For those of you who don't know, Bali is a Hindu island within Muslim-dominated Indonesia. Hinduism was brought here sometime in the 11th century (I think), making Balinese Hinduism a very different version of what I know.
The three gods, Shiva, Visnu, and Brahma, dominate here, but are said to be the gods of wind, water, and fire, respectively. Black and white gingham cloth is omnipresent on the island, supposedly representing the balance of good and evil. They have imported the caste system, although it seems than anyone can make an offering at the temple. However, they have also imported that favorite misogynistic practice: not allowing women in the temples if they are menstruating. Now, out of respect for another culture, I don't mind being asked to observe that practice, but every male Balinese tour guide takes it upon himself to ask every female tourist if she has her period instead of just stating the rules. (The first time I was asked this, I was initially shocked until I figured out why they were most likely asking; for someone unacquainted with Hinduism, I assume it's quite intrusive.)

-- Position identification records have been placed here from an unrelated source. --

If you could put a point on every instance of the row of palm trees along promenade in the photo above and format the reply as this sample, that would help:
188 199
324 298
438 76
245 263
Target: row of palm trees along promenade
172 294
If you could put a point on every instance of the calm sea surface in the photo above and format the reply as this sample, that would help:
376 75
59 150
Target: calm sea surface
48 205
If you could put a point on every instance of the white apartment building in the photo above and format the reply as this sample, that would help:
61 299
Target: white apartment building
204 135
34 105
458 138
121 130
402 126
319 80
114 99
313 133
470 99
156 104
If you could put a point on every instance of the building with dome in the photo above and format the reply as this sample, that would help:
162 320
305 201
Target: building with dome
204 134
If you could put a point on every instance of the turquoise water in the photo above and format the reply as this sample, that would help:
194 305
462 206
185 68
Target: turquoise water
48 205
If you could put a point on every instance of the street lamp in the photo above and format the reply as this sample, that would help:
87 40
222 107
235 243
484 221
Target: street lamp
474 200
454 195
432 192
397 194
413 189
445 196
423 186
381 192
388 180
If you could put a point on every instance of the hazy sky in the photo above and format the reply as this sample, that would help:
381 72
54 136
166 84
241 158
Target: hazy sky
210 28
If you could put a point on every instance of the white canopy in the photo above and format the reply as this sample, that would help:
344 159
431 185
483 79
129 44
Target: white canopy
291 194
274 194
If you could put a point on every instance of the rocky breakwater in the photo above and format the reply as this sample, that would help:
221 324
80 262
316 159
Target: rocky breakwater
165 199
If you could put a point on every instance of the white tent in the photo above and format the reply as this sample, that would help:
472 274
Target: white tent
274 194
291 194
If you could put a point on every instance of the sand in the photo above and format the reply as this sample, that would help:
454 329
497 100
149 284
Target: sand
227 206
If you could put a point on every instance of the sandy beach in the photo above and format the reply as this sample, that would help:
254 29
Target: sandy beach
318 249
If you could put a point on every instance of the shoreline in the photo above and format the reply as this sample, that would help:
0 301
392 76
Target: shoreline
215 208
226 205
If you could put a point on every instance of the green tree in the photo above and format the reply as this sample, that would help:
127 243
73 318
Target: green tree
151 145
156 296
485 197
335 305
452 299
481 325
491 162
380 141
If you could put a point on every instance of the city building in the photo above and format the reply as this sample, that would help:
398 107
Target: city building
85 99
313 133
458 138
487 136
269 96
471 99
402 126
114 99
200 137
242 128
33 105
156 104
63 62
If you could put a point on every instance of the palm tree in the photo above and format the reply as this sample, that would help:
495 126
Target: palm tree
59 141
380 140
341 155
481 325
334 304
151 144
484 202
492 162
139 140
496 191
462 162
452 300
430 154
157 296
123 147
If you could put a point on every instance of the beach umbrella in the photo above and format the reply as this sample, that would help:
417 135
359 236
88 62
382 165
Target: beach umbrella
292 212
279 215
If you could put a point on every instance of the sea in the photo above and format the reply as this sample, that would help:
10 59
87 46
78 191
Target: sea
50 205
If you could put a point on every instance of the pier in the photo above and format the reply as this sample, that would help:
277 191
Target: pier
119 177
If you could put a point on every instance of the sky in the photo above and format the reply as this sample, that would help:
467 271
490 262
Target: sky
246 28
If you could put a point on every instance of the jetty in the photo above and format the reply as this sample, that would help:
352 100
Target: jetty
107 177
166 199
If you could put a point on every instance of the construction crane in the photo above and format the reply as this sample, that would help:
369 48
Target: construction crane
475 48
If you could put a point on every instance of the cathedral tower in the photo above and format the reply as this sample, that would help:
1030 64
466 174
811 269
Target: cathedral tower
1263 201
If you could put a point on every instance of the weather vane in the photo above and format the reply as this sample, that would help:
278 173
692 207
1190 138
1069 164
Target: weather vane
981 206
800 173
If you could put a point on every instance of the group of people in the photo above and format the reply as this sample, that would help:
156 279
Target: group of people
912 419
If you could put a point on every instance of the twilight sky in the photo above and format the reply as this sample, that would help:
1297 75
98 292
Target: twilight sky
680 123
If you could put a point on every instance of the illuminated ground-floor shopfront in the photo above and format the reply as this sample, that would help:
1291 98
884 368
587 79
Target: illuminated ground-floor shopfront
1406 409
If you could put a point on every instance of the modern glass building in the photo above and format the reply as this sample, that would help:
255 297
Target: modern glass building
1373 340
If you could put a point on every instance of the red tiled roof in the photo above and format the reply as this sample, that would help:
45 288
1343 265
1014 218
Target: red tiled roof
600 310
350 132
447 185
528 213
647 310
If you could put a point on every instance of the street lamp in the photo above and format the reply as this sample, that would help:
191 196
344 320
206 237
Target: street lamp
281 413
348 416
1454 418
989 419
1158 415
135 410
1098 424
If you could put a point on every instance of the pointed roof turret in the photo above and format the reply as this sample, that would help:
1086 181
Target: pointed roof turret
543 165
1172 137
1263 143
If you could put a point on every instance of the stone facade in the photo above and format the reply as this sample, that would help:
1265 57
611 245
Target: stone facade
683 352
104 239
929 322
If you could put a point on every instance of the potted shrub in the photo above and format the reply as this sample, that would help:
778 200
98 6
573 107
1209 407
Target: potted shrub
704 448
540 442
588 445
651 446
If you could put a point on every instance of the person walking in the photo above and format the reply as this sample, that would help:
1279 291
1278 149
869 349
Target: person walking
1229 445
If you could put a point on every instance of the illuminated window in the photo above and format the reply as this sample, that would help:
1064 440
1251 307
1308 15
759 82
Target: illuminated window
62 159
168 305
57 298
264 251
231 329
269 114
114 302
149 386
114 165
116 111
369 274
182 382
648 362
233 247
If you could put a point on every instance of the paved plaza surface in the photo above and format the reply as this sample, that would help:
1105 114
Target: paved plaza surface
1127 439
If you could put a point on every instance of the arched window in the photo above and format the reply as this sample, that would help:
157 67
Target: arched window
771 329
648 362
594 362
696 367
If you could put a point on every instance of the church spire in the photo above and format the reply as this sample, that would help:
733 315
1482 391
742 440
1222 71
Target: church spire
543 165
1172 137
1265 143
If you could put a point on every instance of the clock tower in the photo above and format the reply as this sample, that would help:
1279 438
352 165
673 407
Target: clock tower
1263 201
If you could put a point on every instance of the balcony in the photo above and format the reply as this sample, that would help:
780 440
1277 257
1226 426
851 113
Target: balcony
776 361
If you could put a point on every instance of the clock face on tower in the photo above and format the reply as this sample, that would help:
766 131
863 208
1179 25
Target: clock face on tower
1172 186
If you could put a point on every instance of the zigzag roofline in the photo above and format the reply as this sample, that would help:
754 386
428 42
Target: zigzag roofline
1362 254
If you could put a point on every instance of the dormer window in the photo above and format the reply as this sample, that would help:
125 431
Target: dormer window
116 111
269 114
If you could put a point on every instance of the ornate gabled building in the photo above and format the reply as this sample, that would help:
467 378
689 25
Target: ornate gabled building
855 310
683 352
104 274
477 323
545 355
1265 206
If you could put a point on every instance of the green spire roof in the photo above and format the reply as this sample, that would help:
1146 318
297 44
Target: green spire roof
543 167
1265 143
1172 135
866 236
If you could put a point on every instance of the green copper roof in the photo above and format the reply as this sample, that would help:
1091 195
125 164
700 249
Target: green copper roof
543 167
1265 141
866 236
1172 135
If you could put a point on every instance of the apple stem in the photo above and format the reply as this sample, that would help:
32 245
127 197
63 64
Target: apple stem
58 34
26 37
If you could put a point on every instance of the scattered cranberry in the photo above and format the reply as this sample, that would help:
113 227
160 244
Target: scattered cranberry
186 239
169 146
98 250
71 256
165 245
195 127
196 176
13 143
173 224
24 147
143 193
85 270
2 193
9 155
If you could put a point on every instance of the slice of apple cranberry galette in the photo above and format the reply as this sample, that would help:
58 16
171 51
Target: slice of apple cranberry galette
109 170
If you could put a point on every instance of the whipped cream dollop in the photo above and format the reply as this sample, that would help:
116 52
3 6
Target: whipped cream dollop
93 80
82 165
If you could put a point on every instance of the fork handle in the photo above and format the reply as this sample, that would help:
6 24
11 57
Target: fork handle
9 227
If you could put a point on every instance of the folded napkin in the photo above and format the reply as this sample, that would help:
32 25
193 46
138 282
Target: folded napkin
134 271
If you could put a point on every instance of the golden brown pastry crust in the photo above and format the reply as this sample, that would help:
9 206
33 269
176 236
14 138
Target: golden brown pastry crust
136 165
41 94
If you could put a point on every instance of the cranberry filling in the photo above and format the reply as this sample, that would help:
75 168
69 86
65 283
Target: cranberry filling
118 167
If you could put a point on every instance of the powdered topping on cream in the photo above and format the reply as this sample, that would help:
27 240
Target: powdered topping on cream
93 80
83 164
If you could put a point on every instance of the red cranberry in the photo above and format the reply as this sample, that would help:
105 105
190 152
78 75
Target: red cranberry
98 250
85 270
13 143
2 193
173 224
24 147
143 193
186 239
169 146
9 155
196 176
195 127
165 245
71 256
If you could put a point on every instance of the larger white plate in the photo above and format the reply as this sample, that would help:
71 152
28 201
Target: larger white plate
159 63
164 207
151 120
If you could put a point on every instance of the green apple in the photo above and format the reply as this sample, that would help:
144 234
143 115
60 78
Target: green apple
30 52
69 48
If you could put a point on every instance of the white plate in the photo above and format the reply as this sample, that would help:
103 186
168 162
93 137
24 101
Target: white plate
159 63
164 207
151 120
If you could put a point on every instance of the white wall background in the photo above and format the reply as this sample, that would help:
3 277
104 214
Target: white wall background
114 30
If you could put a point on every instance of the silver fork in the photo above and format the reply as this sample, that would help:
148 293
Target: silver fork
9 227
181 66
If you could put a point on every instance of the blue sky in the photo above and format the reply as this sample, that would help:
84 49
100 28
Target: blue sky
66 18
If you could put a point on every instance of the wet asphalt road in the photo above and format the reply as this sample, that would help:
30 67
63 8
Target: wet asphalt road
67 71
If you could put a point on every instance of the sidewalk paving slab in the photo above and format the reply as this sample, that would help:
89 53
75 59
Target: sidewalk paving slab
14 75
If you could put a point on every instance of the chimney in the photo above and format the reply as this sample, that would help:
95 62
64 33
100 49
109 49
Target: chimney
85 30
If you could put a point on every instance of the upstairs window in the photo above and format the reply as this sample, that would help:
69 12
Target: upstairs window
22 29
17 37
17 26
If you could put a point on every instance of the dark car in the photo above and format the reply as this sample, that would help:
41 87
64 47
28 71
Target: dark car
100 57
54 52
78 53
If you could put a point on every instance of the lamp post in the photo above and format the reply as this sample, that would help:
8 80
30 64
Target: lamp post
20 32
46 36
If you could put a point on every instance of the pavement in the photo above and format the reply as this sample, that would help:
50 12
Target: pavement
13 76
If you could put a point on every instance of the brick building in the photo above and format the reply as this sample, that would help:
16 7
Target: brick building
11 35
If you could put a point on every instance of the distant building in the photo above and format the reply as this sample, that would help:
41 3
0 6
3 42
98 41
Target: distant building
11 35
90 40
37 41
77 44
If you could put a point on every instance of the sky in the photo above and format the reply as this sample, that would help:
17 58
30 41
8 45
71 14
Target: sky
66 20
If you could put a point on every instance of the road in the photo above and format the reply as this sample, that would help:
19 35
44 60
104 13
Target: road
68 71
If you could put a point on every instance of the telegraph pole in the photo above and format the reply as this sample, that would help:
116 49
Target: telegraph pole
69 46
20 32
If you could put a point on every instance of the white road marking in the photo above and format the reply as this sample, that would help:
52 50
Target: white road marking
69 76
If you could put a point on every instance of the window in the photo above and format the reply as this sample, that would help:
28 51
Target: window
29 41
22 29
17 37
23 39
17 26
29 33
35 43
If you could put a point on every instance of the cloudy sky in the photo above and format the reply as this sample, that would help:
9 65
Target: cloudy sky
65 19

Combined with importing my least favorite practices of Hinduism, the Balinese also make animal sacrifices at their temples of cow, pig, and chicken. They even have cock fighting. It's been odd witnessing all this; I can't help but think that their religion is mainly superstition and that must be how Westerners view India (although even Vivekananda said most of India is practicing superstition). And though they have artistic depictions of the Ramayana and Mahabharata, I have not heard one mention of the Gita, Vedas, or Upanishads. It seems that Indians forgot to export the best part of Hinduism.
On a slightly different note, I've also been thinking of a book I read on Tenzin Palmo where another Buddhist nun said that the emphasis on renouncing desire and selfishness is a spirituality more geared for men, and that for women, the challenge is more in renouncing comfort. We women need, she said. I was skeptical when I first read this months ago, but after my sojourn in crappy hotel accommodations, I'm inclined to agree. But fear not friends; just as no one would expect a 30-year-old man with no intention of becoming a monk to give up sex, I have no inclincation to give up my comforts just yet.